Reinforcement learning for HVAC control and energy efficiency in residential buildings with BOPTEST simulations and real-case validation
Youssef Boutahri, Amine Tilioua
Abstract
The increasing emphasis on comfortable indoor environments, coupled with the challenges posed by climate change, demands innovative strategies for heating, ventilation, and air conditioning (HVAC) control. This paper proposes a Reinforcement Learning (RL)–based approach that not only enhances occupant comfort but also maximizes energy efficiency, thereby contributing to reduced greenhouse gas emissions.
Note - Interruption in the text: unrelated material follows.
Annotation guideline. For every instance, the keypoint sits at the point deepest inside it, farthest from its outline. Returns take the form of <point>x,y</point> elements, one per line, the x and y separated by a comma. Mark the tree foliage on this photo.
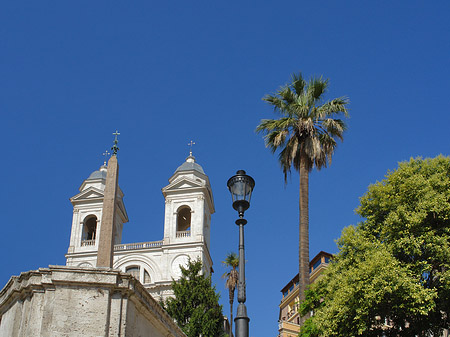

Leveraging the Building Optimization Testing (BOPTEST) platform for systematic validation, our methodology addresses the inherent complexity of indoor climates and building thermal dynamics. Simulation results show that the RL agent achieves up to 26.3% energy savings over a specified period, outperforming conventional Proportional–Integral (PI) controllers. Beyond simulation, an experimental case study was conducted in a residential building located in Meknès, Morocco, confirming the agent’s adaptability under real-world conditions. Despite the shorter testing window, these trials demonstrated a further 8.8% reduction in energy consumption compared to a basic rule-based controller, reinforcing the RL agent’s ability to balance thermal comfort and operational efficiency. By bridging this critical gap in HVAC control research, our work offers a transformative, data-driven strategy for achieving both sustainability and occupant well-being in residential buildings.